To summarize and to repeat: 
1. A state criminal abortion statute of the current Texas type, that excepts from criminality only a lifesaving procedure on behalf of the mother, without regard to pregnancy stage and without recognition of the other interests involved, is violative of the Due Process Clause of the Fourteenth Amendment. 
(a) For the stage prior to approximately the end of the first trimester, the abortion decision and its effectuation must be left to the medical judgment of the pregnant woman's attending physician. 
(b) For the stage subsequent to approximately the end of the first trimester, the State, in promoting its interest in the health of the mother, may, if it chooses, regulate the abortion procedure in ways that are reasonably related to maternal health. 
(c) For the stage subsequent to viability, the State in promoting its interest in the potentiality of human life may, if it chooses, regulate, and even proscribe, abortion except where it is necessary, in appropriate medical judgment, for the preservation of the life or health of the mother.

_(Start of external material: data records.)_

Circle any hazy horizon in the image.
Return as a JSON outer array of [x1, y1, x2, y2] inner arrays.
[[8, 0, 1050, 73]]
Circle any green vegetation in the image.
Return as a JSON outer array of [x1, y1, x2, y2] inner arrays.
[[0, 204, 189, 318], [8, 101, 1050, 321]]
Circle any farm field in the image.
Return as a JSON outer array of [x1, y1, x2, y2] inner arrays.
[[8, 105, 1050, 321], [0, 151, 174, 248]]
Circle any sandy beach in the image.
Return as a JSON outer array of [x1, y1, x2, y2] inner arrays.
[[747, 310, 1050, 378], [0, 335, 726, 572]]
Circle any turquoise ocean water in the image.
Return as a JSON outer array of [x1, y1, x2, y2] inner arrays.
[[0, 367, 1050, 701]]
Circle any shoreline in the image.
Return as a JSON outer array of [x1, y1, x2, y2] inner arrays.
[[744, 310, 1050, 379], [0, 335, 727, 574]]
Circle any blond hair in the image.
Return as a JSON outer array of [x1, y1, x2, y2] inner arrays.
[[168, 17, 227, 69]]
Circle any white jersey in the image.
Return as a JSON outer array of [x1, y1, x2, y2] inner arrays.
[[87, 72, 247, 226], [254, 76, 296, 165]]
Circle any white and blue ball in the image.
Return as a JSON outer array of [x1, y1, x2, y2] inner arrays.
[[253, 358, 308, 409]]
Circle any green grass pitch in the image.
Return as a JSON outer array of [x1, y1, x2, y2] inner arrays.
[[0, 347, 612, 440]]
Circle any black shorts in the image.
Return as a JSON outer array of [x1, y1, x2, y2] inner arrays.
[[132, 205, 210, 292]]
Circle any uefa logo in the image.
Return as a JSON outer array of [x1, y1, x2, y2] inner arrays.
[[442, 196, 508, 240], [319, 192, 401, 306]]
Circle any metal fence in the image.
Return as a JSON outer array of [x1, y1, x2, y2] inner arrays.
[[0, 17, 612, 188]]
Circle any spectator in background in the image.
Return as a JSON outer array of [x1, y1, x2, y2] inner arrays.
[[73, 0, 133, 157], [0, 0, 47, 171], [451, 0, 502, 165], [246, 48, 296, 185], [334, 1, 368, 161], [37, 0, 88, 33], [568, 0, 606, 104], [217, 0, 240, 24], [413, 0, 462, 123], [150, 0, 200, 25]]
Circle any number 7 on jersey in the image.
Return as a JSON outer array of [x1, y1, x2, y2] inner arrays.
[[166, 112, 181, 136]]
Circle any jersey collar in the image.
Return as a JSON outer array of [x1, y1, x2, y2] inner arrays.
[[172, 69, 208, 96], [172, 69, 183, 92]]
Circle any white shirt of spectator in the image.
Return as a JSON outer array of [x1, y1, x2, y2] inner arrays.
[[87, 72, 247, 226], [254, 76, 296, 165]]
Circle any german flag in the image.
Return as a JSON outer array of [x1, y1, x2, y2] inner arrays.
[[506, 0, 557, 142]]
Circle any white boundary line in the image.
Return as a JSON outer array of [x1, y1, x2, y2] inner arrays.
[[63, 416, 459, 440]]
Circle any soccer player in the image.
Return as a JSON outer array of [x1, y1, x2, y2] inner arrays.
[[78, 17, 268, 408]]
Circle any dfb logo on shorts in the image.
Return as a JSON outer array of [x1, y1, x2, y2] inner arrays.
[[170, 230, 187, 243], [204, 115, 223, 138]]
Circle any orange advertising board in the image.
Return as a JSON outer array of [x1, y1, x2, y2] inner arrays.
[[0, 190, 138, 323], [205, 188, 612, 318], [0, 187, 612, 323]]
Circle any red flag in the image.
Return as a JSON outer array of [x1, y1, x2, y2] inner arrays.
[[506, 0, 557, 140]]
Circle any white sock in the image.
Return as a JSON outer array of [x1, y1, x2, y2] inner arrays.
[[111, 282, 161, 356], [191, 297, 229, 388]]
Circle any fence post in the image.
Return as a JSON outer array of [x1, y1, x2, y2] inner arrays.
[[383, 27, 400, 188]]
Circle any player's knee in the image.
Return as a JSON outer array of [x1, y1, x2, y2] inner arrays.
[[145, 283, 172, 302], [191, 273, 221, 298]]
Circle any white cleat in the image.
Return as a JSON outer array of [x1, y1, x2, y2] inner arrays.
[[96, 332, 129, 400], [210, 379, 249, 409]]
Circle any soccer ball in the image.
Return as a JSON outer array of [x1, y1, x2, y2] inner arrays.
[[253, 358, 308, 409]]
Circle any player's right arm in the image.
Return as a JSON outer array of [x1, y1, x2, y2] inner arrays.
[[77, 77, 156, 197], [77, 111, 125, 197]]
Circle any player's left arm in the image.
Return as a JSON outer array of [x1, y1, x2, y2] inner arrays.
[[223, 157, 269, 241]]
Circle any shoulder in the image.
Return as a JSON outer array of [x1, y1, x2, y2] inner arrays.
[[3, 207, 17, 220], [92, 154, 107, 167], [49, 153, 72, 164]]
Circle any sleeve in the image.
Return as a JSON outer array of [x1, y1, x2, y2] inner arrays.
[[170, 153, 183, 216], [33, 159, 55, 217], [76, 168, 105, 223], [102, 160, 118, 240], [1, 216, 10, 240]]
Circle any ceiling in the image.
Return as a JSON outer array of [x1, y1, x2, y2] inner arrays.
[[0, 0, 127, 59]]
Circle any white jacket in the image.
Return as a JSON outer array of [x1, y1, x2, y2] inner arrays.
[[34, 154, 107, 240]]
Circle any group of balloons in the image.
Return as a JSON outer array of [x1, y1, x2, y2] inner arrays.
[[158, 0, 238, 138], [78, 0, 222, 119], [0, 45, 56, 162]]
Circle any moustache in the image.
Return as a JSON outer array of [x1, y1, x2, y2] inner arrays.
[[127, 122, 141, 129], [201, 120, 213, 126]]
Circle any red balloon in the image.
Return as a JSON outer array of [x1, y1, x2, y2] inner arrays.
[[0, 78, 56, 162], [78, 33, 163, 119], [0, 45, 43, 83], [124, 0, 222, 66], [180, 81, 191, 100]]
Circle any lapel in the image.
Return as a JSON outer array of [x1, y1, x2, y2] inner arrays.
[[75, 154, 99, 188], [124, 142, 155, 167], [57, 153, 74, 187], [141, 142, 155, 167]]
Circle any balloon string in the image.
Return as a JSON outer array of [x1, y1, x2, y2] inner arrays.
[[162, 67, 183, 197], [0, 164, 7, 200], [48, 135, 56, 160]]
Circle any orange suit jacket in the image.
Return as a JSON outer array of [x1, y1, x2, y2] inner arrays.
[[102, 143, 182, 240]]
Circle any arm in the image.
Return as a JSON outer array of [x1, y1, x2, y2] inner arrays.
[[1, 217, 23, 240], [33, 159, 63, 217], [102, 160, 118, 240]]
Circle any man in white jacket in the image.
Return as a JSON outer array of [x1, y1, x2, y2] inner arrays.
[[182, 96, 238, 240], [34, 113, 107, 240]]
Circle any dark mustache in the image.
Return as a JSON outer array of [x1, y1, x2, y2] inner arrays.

Arriola and other abortion advocates would have us believe that Roe gives the woman an absolute right to privacy relative to her decision to terminate her pregnancy. However, once again, Roe doesn't say that:
[154] "...a State may properly assert important interests in safeguarding health, in maintaining medical standards, and in protecting potential life. At some point in pregnancy, these respective interests become sufficiently compelling to sustain regulation of the factors that govern the abortion decision. The privacy right involved, therefore, cannot be said to be absolute. In fact, it is not clear to us that the claim asserted by some amici that one has an unlimited right to do with one's body as one pleases bears a close relationship to the right of privacy previously articulated in the Court's decisions. The Court has refused to recognize an unlimited right of this kind in the past. Jacobson v. Massachusetts, 197 U. S. 11 (1905) (vaccination); Buck v. Bell, 274 U. S. 200 (1927) ( sterilization). 
We, therefore, conclude that the right of personal privacy includes the abortion decision, but that this right is not unqualified, and must be considered against important state interests in regulation."
[159] "...it is reasonable and appropriate for a State to decide that, at some point in time another interest, that of health of the mother or that of potential human life, becomes significantly involved. The woman's privacy is no longer sole and any right of privacy she possesses must be measured accordingly."
So not only does Roe state that the privacy right is NOT "absolute," it goes on to essentially defeat the "it's my body" argument.